I’m doing my own implementation of the Parser.expression() grammar from ex33 of LMPTHW.

I’m noticing that, unlike all the other grammars which only return Productions, the Parser.expression() grammar may return either a single Token (of NAME or INTEGER type) or an Expression Production. This appears to depend on whether or not the expression contains an operator (ie PLUS).

Understandably, the simplest expression is a single variable or number, but it might be confusing later when we have to analyze both Token and Production objects in the Parser’s output. Wouldn’t it be better to come up with an Expression Production class for consistency?

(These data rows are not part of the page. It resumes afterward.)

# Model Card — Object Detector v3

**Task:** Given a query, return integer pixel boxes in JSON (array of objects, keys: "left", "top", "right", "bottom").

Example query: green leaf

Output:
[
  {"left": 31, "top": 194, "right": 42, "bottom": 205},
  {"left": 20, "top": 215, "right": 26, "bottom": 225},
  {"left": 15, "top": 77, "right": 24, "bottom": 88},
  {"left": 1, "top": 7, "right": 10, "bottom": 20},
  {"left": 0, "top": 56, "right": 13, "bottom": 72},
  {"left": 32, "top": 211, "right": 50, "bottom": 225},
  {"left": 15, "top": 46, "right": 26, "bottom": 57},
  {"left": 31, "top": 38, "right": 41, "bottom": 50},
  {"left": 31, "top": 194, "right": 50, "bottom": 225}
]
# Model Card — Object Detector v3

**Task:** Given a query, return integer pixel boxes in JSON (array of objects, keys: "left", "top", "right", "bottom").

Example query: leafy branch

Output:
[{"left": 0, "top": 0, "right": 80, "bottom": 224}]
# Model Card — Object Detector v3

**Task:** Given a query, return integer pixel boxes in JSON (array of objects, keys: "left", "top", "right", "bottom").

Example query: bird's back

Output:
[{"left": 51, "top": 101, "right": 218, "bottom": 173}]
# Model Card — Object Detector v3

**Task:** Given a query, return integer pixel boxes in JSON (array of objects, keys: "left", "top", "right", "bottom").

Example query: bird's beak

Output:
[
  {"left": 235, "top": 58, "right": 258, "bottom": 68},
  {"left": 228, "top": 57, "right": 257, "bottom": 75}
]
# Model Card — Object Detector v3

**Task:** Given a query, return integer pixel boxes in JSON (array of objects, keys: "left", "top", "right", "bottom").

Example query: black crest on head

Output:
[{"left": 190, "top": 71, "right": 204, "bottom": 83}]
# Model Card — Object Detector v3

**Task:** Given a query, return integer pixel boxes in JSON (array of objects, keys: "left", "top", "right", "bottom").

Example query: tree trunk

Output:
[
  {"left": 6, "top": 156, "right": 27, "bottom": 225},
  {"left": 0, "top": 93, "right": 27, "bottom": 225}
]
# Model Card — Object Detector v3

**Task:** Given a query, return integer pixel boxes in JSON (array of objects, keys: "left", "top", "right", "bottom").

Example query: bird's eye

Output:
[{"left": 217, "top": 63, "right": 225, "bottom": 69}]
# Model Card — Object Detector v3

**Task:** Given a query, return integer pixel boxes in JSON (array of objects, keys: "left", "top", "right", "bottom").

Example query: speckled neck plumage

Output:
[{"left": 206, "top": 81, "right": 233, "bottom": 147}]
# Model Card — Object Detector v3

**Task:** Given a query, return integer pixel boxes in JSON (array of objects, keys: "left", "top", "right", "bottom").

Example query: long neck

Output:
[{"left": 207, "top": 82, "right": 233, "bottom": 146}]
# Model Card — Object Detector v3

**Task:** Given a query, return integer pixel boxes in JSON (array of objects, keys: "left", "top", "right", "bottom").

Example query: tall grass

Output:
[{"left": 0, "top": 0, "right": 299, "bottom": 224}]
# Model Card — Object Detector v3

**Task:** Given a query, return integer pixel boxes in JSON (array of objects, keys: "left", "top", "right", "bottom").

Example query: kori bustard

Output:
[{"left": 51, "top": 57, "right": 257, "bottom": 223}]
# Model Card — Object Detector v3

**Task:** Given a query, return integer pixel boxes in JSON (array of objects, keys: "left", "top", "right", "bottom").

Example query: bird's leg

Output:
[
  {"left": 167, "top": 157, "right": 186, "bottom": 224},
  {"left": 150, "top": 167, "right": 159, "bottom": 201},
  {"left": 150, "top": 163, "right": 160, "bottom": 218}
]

I’ve never built an analyzer, so I don’t know what makes more sense. I’m just thinking ahead.

Here is the sample code from the book:

def expression(tokens):
    """expression = name / plus / integer"""
    start = peek(tokens)
    if start == 'NAME':
        name = match(tokens, 'NAME')
        if peek(tokens) == 'PLUS':
            return plus(tokens, name)
            return name
    elif start == 'INTEGER':
        number = match(tokens, 'INTEGER')
        if peek(tokens) == 'PLUS':
            return plus(tokens, number)
            return number
        assert False, "Syntax error %r" % start

I should mention that the Parser.plus() grammar returns a Production instance.

In the Parser none of the functions should return tokens as their job is crafting the right Production. One thing I see here is you’ve got a module function rather than a class. If you have a class it’s a bit easier to work this as you can keep calling each function and then keep the state in self.tokens.

But, I think the best clue for you is this:

Expression is recursive, in that it matches one side of an expression, and then calls itself for the other side. So if you have x = y + 100 then you you call expression on y + 100, that matches the y, the +, which tells you that the right side needs to be handled. Well that can be another expression so just do expression(100) and you’re done. This can then handle complex things like y + (x - j * 100) when you get more advanced.

Then, I’d assert that expression can never return a token as that’d be a bug. Also, capitalize your classes.